A, Dotted outline of biopsy site and white, linear, lichenified plaque lateral to biopsy site. B, Two-centimeter ulcer with exposure of porous polyethylene implant. C, Continued expansion of the ulcer, which raised concern for infection, recurrent squamous cell carcinoma, acitretin complication, or an inflammatory dermatosis such as pyoderma gangrenosum or erosive pustular dermatosis. D, Patient after hardware removal, left orbital exenteration, and free flap reconstruction.

Discussion

Treatment of high-risk KCs is most often surgical because this yields the highest likelihood of cure. Surgical treatments include wide local excision and Mohs micrographic surgery, but invasive and aggressive cancers might require multidisciplinary surgical management.

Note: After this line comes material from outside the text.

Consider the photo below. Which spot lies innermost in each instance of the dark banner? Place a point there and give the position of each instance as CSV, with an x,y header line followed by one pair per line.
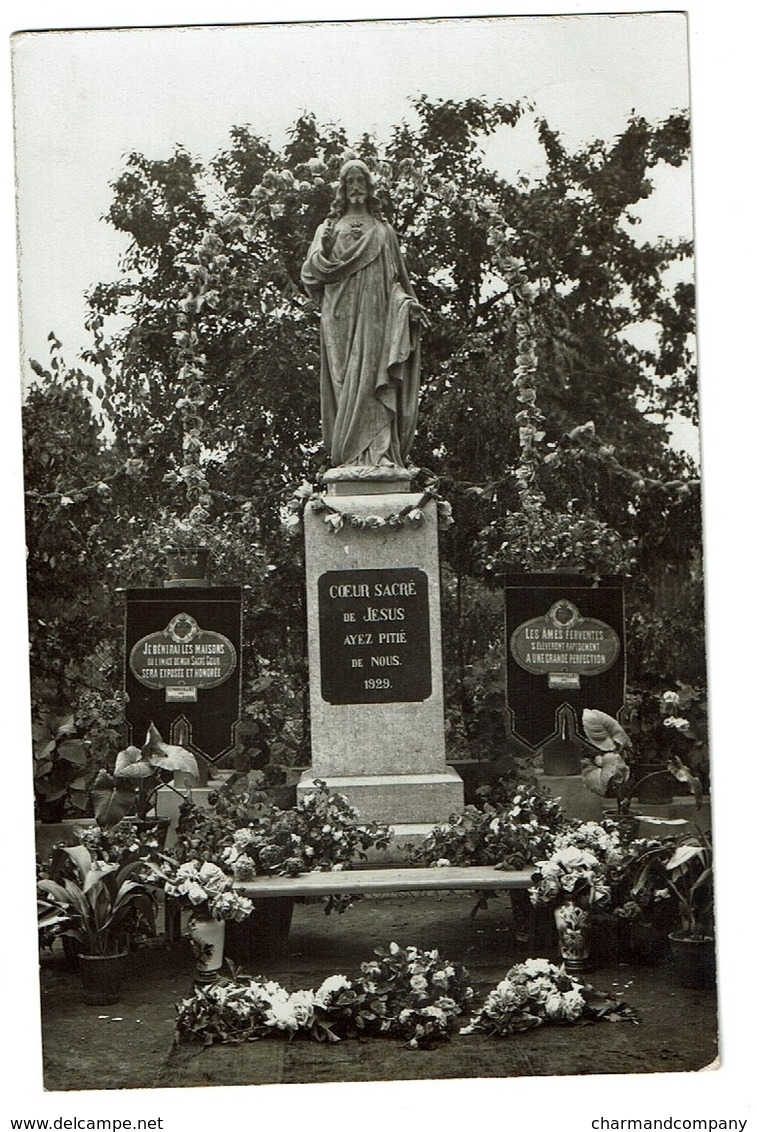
x,y
566,644
183,665
375,637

Extensive KCs invading surrounding structures might require reconstruction with osteosynthetic materials such as titanium plates and mesh after the cancer is removed. The most common alloplastic materials used in head and neck reconstruction include metals (mainly titanium), ceramics (bioactive glass, calcium phosphate, hydroxyapatite, β-tri-calcium phosphate, aluminum hydroxide), plastics (acrylate, porous polyethylene), and composites. Permanent alloplastic materials including porous polyethylene embedded with titanium mesh facilitate tissue and blood vessel growth and are widely used in craniofacial reconstruction because they have been shown to reduce foreign body reactions and capsule formation and are able to osseointegrate. Use of hardware for surgical reconstruction of tissue defects after resection of invasive cutaneous malignancies can be complicated by ulceration and exposure. Removal of symptomatic craniofacial hardware is a generally accepted practice and has been described in the maxillofacial literature in the context of palpability, exposure, infection, pain, hardware malfunction, and secondary reconstructive surgery.1, 7 Dermatologists should be aware of these potential complications, learn to recognize these various implanted materials, and consider a broad workup to evaluate the underlying cause, which might include infection, radiation dermatitis, recurrent tumor, metabolic or iatrogenic impairment of wound healing, or an inflammatory dermatosis.